MAKI Desak Kejagung Pecat Jaksa Pinangki Paspor Jaksa Pinangki Sirna Malasari. Foto: MP/MAKI

MerahPutih.com - Masyarakat Anti Korupsi Indonesia (MAKI), meminta Komisi Kejaksaan merekomendasikan pemberhentian dengan tidak hormat terhadap Jaksa Pinangki Sirna Malasari apabila yang bersangkutan terbukti melakukan pertemuan dengan Djoko Tjandra.
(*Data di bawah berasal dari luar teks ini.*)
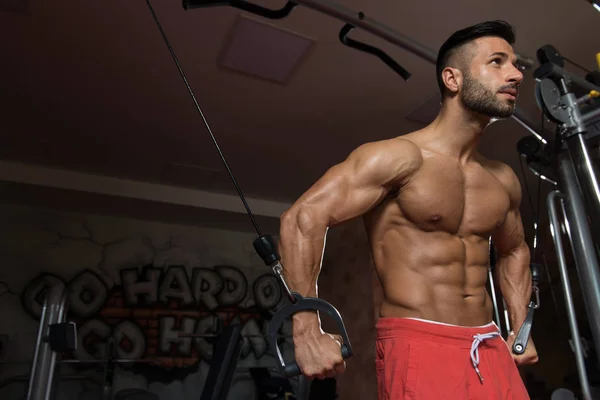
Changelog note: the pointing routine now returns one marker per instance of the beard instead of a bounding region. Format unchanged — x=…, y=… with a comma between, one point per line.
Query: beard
x=477, y=98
"Kami meminta Komisi Kejaksaan merekomendasi pemecatan dengan tidak hormat dari PNS terhadap Pinangki apabila terbukti dugaan pertemuan dengan Djoko Tjandra," kata Koordinator MAKI Boyamin Saiman, dalam keterangannya, Kamis (30/7).

Baca Juga

Kejagung Copot Jaksa Pinangki Imbas Berfoto Bareng Djoko Tjandra

Hari ini, MAKI akan menyerahkan bukti tambahan kepada Komisi Kejaksaan berupa poto dokumen perjalanan penerbangan Pinangki bersama Anita Kolopaking, pemgacara Djoko Tjandra, pada tanggal 25 November 2019.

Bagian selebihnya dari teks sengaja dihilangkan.